ピッタリかどうかは、彼女のネーミングセンスの問題だから、何も言うまい。布仏……そういえば、こんな生徒も1組にはいたな。のんびりとした動きが、最近日本で流行っているというゆるキャラというものと友達になれそうに見える。そのうち生徒会室と札がかかった部屋について、入った。すると、パンパンパンと軽やかな爆発音。つい条件反射で俺の専用機に搭載されている万能物理シールドを部分展開してしまったのは、俺は悪くない。

 

「もー……ISの物理シールドなんて展開する? フツウ」

「一応いつ戦闘が始まってもおかしくない生活してるから」

「まあいいや! とりあえず、生徒会入会、おめでとー! 歓迎するよ」

 

更識と、布仏にちょっと似た生徒、それから布仏。
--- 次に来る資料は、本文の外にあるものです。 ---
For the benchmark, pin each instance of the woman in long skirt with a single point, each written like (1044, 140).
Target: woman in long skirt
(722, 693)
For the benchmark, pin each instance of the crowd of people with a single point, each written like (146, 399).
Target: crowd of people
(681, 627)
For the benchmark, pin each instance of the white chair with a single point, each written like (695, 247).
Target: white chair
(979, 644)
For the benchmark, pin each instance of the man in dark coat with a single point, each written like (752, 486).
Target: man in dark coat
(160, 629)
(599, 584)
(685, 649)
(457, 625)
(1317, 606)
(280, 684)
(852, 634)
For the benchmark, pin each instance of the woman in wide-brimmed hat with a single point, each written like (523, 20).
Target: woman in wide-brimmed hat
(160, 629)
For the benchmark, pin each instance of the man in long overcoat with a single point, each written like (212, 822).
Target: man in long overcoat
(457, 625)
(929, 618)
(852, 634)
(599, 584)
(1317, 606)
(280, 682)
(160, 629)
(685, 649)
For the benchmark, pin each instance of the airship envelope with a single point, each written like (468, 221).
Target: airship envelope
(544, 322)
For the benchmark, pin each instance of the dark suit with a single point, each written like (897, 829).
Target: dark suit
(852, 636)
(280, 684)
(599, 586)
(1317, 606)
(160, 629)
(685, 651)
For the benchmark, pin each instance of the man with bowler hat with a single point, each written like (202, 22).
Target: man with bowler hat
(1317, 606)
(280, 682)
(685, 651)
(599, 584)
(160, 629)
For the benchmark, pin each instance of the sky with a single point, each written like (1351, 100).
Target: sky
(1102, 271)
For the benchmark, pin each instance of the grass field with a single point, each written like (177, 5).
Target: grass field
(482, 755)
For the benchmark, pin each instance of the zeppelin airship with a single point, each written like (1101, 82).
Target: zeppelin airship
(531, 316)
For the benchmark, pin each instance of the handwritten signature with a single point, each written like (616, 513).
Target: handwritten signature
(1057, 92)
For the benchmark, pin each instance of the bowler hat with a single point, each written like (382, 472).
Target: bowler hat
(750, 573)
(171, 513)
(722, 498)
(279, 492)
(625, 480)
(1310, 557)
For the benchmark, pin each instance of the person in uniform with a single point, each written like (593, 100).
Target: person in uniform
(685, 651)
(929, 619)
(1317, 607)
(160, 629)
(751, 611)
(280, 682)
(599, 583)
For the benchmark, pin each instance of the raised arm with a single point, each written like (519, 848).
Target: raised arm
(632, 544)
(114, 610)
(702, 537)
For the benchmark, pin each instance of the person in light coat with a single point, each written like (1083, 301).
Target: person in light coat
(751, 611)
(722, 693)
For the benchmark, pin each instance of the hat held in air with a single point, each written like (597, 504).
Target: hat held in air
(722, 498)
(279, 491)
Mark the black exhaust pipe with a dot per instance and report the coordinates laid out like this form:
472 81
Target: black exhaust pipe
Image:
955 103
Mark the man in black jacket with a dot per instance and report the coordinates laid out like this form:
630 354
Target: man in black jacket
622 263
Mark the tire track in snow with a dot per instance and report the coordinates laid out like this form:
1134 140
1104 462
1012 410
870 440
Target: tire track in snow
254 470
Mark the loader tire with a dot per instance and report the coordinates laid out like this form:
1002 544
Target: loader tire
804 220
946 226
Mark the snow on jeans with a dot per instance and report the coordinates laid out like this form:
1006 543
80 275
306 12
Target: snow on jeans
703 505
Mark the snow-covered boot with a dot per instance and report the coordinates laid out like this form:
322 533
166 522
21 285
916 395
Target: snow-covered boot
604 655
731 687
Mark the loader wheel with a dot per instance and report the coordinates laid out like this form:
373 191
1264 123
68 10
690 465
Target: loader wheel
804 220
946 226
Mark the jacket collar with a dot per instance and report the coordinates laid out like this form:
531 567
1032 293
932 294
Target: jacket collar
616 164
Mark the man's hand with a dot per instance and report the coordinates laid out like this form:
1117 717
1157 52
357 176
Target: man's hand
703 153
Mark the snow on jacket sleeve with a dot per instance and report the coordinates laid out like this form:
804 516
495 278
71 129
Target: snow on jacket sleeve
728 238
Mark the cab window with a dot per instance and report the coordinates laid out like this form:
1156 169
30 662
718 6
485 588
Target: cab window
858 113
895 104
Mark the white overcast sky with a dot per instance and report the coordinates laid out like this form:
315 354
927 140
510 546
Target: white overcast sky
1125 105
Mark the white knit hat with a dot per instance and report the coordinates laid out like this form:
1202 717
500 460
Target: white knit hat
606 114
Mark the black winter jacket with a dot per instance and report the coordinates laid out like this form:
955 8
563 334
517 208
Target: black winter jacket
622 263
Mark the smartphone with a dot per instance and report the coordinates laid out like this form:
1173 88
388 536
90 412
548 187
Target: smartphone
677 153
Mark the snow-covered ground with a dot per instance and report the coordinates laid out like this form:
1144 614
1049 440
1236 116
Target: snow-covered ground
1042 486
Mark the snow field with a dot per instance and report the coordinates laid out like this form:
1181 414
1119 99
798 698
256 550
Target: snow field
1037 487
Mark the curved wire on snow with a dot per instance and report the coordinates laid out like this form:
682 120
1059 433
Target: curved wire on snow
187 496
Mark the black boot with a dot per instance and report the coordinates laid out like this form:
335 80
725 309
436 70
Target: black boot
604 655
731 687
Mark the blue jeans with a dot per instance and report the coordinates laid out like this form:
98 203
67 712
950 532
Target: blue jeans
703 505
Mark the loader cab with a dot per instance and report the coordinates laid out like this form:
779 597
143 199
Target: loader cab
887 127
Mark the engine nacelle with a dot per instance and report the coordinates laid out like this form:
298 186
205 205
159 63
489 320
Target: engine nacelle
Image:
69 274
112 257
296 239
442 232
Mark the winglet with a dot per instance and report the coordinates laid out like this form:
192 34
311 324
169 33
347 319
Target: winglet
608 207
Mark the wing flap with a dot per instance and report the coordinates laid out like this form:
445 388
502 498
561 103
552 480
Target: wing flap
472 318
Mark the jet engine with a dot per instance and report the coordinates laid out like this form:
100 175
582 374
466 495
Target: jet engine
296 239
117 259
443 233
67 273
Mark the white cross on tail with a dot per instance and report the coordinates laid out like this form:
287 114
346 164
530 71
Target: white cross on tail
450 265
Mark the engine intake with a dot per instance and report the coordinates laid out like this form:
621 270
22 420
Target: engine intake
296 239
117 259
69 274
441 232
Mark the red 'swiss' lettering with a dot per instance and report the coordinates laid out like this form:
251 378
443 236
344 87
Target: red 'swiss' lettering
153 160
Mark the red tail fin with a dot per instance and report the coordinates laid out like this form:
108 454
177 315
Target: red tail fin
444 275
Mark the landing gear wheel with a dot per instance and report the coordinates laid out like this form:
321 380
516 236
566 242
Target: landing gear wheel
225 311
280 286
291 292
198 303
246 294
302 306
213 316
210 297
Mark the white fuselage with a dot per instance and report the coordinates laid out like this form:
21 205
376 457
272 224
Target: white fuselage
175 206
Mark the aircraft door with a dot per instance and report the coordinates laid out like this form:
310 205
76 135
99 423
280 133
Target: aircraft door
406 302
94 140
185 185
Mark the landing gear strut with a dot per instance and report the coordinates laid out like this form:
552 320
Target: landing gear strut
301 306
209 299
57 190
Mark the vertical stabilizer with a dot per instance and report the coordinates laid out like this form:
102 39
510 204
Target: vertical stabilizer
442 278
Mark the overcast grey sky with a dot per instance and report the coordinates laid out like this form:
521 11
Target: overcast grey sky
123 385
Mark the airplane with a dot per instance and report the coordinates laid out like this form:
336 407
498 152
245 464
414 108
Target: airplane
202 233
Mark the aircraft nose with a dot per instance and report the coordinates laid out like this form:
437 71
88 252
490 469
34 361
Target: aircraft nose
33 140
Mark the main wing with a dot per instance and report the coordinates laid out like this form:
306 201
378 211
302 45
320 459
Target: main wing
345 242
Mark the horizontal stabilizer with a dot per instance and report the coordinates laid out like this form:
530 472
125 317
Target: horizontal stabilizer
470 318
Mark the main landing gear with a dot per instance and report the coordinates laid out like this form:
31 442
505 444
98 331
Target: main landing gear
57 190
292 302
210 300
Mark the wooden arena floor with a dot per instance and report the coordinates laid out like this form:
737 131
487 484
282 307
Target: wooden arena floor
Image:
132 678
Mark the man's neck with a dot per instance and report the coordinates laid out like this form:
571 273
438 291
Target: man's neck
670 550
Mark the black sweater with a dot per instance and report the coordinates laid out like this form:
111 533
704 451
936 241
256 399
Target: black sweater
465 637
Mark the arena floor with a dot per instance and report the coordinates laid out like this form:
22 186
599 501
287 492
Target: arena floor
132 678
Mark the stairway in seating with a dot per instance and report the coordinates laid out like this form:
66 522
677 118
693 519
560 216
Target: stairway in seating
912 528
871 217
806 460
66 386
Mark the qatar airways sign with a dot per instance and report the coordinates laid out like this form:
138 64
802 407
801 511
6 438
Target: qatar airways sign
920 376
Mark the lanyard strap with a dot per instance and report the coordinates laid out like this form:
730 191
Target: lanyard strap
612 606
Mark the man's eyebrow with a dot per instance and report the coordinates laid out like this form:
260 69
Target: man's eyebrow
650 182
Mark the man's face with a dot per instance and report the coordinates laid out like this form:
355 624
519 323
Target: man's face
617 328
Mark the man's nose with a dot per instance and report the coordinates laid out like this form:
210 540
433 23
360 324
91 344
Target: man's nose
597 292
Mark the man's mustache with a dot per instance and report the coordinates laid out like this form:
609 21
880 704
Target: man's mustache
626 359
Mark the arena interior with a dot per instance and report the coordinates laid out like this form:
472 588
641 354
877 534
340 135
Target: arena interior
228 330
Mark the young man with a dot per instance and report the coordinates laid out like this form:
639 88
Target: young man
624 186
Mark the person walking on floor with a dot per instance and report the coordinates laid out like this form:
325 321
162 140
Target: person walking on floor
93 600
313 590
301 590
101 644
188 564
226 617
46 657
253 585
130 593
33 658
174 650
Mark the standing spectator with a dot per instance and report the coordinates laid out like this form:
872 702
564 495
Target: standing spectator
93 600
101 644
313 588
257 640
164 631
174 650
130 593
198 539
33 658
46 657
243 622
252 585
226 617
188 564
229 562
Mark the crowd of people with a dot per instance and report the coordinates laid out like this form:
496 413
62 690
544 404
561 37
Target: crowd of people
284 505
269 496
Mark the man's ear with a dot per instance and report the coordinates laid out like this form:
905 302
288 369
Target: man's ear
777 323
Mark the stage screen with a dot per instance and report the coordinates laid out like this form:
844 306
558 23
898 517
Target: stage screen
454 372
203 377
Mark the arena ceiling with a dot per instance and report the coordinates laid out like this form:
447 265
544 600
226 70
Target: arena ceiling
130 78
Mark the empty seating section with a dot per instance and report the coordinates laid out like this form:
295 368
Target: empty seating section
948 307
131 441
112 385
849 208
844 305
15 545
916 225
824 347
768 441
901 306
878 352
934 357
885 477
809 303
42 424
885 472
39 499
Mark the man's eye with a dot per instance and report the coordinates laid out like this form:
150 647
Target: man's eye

この三人がさっきの爆発音、もといクラッカーを鳴らした犯人だ。更識は昨日のとは違い、大歓迎の三文字のある扇子を手にしていた。

 

「メンバーはもうひとりいるんだけど、それは追々紹介するわね。まずは、生徒会長は私、更識楯無!」

「会計の布仏虚。そこにいる、布仏本音の姉です」

「書記の布仏本音だよーよろしくあーちゃん」

 

なるほど似てると思ったら姉妹か。なんで俺の身の回りには姉妹がこうもいるんだ。布仏姉妹だったり、更識と簪だったり、それから篠ノ之博士と篠ノ之もだな。なんでだ。お前ら兄とか弟を持てよ。

 

「これより、アイリーン・ブルックスを生徒会実働部隊隊長に任じます!」

 

更識がそう告げると、布仏姉妹がパチパチと拍手をした。……なんだ実働部隊って。なんかやらかすのか。その先陣を切れとでも言うのか。

 

「要は、学園での有事の際、学園の戦力についての第一指揮権があるのね。今までは織斑先生と私で持ってたんだけど、軍育ちのアイリーンちゃんの方が、集団戦術とかには長けるでしょ? 学園を守るための大事な役職よ。それ以外の活動は、基本的には年に何度かある、学園内の催しの際に、世界各国からのVIPの接待とか、企画運営とか、そういうことをやってもらうわ」

「1年にそんな権力を持たせてもいいのか……」

「何言ってんの。そもそもアイリーンちゃんがこのIS学園に来た理由のひとつに、IS学園の生徒が保持する国家機密を守れって依頼があったでしょ。その為に来てる人が私達より向いてるなら、そっちにお任せしたいの」

 

まあ、更識の言うとおり、そんな旨の依頼があった。てゆーか、これは本来は香港代表である俺が受ける必要はまったくないんだけど。ミカエルがアラスカ条約で不可侵の人物になってる以上、条約で守られてるミカエルは、条約締結に伴って、G20とかには顔が上がらないんだよなあ。だから、ミカエルの専属テストパイロットでもある俺がこうしてきている。まあ、ミカエルも今のイタリアの仕事が終わったら、それが最後だからIS学園に教員として来るって言ってたけど。